Special victims units outside the chain of command to handle cases

An executive order from President Joe Biden will change the way the military handles sexual assault cases.  (Tom Williams/CQ Roll Call file photo)
An executive order from President Joe Biden will change the way the military handles sexual assault cases. (Tom Williams/CQ Roll Call file photo)

Posted July 28, 2023 at 10:41am

President Joe Biden on Friday will sign an executive order revamping the way sexual assault and other crimes are handled in the military, the White House said.

The order implements legislative changes to the Uniform Code of Military Justice wrapped into the fiscal 2022 National Defense Authorization Act. Under the changes, prosecution of sexual and related crimes will be handled by special victims units in the services, outside the military chain of command.

“This is a turning point for survivors of gender-based violence in the military, and represents the most significant transformation of the military justice system since the UCMJ was established in 1950,” a senior administration official told reporters Thursday.

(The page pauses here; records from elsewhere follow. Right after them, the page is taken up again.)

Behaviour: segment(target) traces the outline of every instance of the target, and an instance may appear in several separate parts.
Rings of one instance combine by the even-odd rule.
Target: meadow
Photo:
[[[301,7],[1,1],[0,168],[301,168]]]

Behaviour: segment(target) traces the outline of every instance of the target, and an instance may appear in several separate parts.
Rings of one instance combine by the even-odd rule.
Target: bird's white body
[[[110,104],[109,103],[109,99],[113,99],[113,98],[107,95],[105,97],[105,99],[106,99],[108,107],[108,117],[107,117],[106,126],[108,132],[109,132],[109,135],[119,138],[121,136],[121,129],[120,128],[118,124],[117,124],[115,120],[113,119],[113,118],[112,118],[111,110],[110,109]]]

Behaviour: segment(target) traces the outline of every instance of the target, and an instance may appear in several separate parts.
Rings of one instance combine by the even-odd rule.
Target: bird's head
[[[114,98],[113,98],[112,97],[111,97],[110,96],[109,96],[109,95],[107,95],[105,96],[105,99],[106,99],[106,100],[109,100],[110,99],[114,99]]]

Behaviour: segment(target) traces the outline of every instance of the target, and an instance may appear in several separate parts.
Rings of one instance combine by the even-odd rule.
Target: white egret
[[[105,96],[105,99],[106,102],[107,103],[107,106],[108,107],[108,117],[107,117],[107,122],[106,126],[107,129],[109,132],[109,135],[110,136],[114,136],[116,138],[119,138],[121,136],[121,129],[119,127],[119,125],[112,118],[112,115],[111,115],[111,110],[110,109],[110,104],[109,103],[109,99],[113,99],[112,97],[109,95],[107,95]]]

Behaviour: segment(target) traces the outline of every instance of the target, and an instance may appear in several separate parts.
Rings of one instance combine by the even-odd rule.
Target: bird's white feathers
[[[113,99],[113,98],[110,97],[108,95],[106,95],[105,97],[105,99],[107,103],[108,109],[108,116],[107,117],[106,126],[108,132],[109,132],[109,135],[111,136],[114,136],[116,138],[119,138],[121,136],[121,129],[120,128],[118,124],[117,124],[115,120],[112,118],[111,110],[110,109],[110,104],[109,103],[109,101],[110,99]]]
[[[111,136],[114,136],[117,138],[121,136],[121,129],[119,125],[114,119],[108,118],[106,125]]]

Covered offenses include sexual assault, domestic violence, child abuse, murder, manslaughter and kidnapping, among other crimes.

The NDAA provisions set a December 2023 deadline for full implementation of the changes, and the newly minted Offices of Special Trial Counsel will be operational by then, officials said.

The executive order creates the rules that will govern the offices and establishes that prosecutorial decisions made by the special trial counsel are binding and independent from the chain of command.

It also delineates the relationship between special trial counsel and commanders to protect the independence of special trial counsels, and creates a uniform evidence standard for non-judicial punishment actions, among other changes.

The executive order marks a major step in an overhaul of the military justice system long advocated by some lawmakers. Sen. Kirsten Gillibrand, D-N.Y., spearheaded efforts to alter the Uniform Code of Military Justice to make it fairer for victims of sexual assault, arguing that colonels, captains, generals and admirals had too much influence on the process.

Sexual assault continues to plague the military. A report released in April indicated that the number of servicemembers who reported sexual assault in fiscal 2022 increased slightly from fiscal 2021. According to the report, 7,378 servicemembers said they experienced sexual assault last year compared with 7,260 the previous year — a 1.6 percent increase.

However, Pentagon officials stressed at the time that the number of reported incidents doesn’t paint a full picture of the problem because many crimes go unreported. Last year’s scientific survey on sexual assault prevalence, which is conducted every two years, estimated that almost 36,000 active-duty personnel, both women and men, were sexually assaulted.